Artist: Torbjørn Rødland
Venue: David Kordansky, Los Angeles
Exhibition Title: Backlit Rainbow
Date: June 2 — July 7, 2018
Full gallery of images, video, press release and link available after the jump.
Torbjørn Rødland, excerpt of Between Fork and Ladder, 2018, single channel color video with sound, 5 minutes 20 seconds
Images courtesy of David Kordansky, Los Angeles; Video courtesy of Bergen Kunsthall
David Kordansky Gallery is pleased to announce Backlit Rainbow, its first solo exhibition with Torbjørn Rødland. Backlit Rainbow features an installation of new medium- and large-scale color photographs, as well as the U.S. debut of Between Fork and Ladder, the artist’s first moving-image work in more than a decade.

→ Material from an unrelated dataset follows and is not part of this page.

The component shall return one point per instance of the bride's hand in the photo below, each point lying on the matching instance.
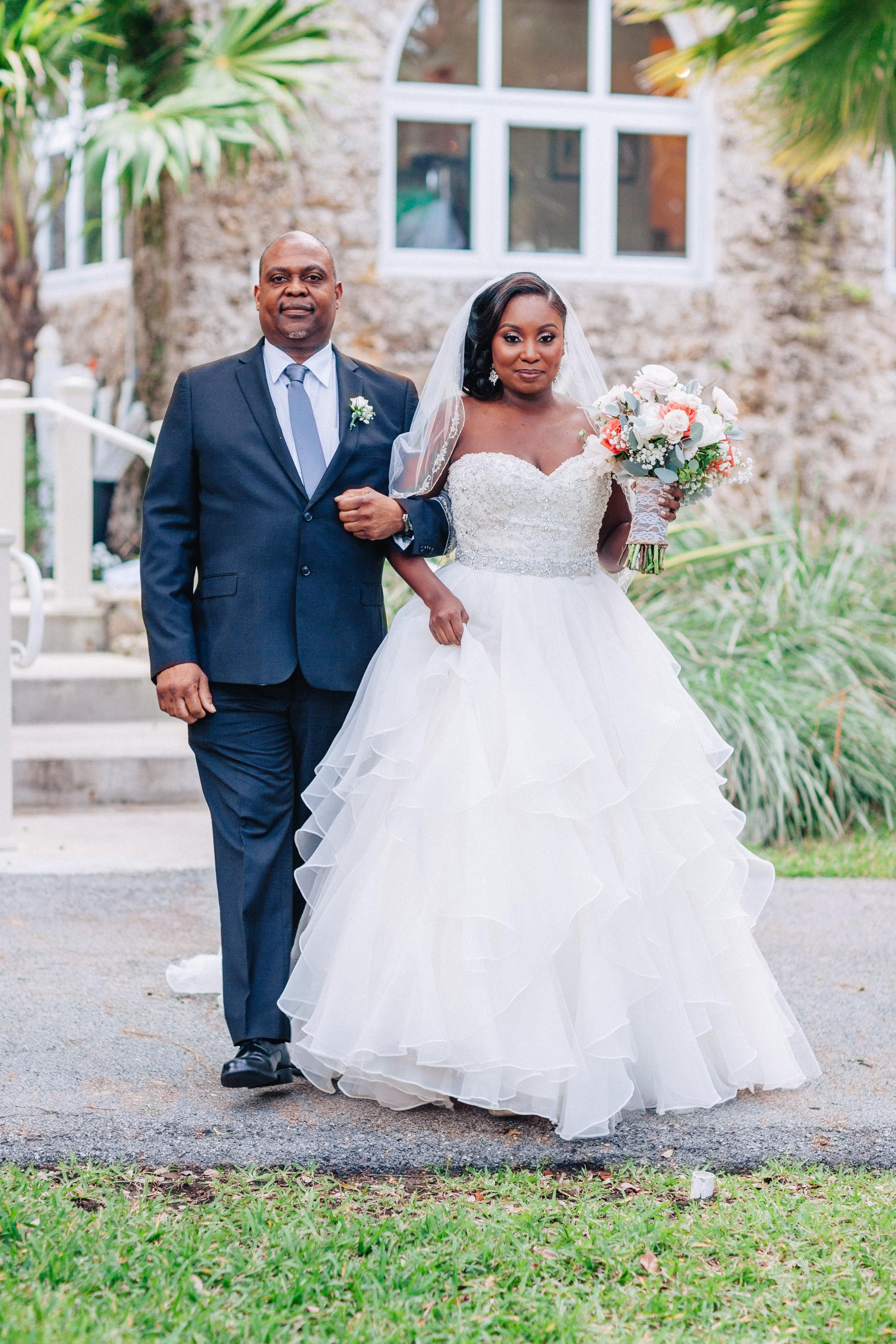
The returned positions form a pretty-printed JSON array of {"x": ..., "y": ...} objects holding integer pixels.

Over the last twenty years, the Norwegian-born, Los Angeles-based photographer Torbjørn Rødland has produced a body of work remarkable for its cultural reach, its awareness of photographic history and technique, and its ability to press up against psychological, moral, and philosophical boundaries. Rødland’s images pointedly address their viewers and evoke a wide range of contradictory emotional and intellectual states. Curiosity, humor, pathos, criticality, artifice, reverence for the natural world, and romanticism appear throughout his work and often in the same photograph. In his installations and individual prints, Rødland also emphasizes the formal attributes of the photographic image, pushing the medium toward modes of visual expression and physical immediacy more commonly associated with painting, and forging links between 20th century art photography (he exclusively uses film-based cameras and chemical darkroom processes) and 21st century approaches to image-making common to advertising, entertainment, and social media.
Among the works on view in Backlit Rainbow is a group of photographs of young men that exemplifies the multi-faceted nature of Rødland’s project. Inspired by a subset of Japanese manga cartoons known as Boys’ Love, they depict homoerotic tableaux with varying degrees of sexual tension. As beautiful as they are indeterminate, the images are Rødland’s renditions of scenes, often fantastical, whose sources are not photographic per se; rather, he stages models in various locations, recreating visions that previously existed only in the illustrated pages of comic books. Also complicating any reading of these photographs is the fact that Boys’ Love comics are usually produced by and for young heterosexual women. Subtle and not-so-subtle homoerotic subtexts can be found throughout the show–rainbow-colored objects appear in two pictures, for example–and its title underscores the theme.
In these respects, Rødland’s work intersects with current and very public debates about power, identity, and the ownership of images. But this tendency cannot be attributed to mere provocation, as his photographs remain elusive, slipping between interpretations and resisting description in overly determined language. Even when the specificity of their imagery seems to indicate a particular authorial stance, the pictures become stranger the longer one looks at them, undoing preconceptions and cultivating an archaic, quasi-magical state of mind in which representations are perceived to be as alive, unruly, and unpredictable as the things they represent.
Non-portrait works in the show offer metaphors for this phenomenon. In Voodoo Shoe, for instance, a white high-heeled shoe has been pierced by four nails. Chunks of chipped-off shoe and small pieces of debris lie scattered about, radiant in the light that fills the scene from an unknown source. Shoe and nails could stand in for any number of human subjects; the relationship between them feels intimate, sexual, violent, and tender. Rødland highlights the physical attributes of objects like these so that they are felt on a psychological level, empathically. The human and the inanimate become equally “personal” and permeable to one another. For this reason, he often makes pictures of things that are gooey, sticky, or wet, emphasizing the fluidity of boundaries and the interconnectedness of seemingly discrete things. His commitment to analogue photography and the wetness it mandates therefore has conceptual as well as formal ramifications.
These concerns are further synthesized in the moving image works that Rødland has produced over the years. Between Fork and Ladder, the new video on view, is the first he has realized in over ten years and, significantly, the first since he relocated to Los Angeles. It combines topical references with epic cycles, and pop sentiment with brooding archetypal allusion. Over five-and-a-half minutes, a boy performs a surreal series of actions in idyllic spaces, singing a disarmingly catchy, showtune-like song; carrying an oversized fork; cutting apart a swath of fabric printed with images of the politically loaded cartoon character Pepe the Frog; and, in one shot, standing backlit before a microphone in a recording studio. The presence of nature looms large, especially during a section when the inspirational tenor of the boy’s song is replaced on the soundtrack by a woman speaking in Japanese. Subtitles appear; the words they communicate are full of philosophical longing, but they do not always synch up with an audible voice, and portions of the woman’s speech go untranslated. As in much of Rødland’s work, seemingly superficial or obvious prompts open up chasms of unfathomable feeling and mystery, and the inert stuff of contemporary life becomes illuminated, and eventually mythic, through the alchemy of image-making.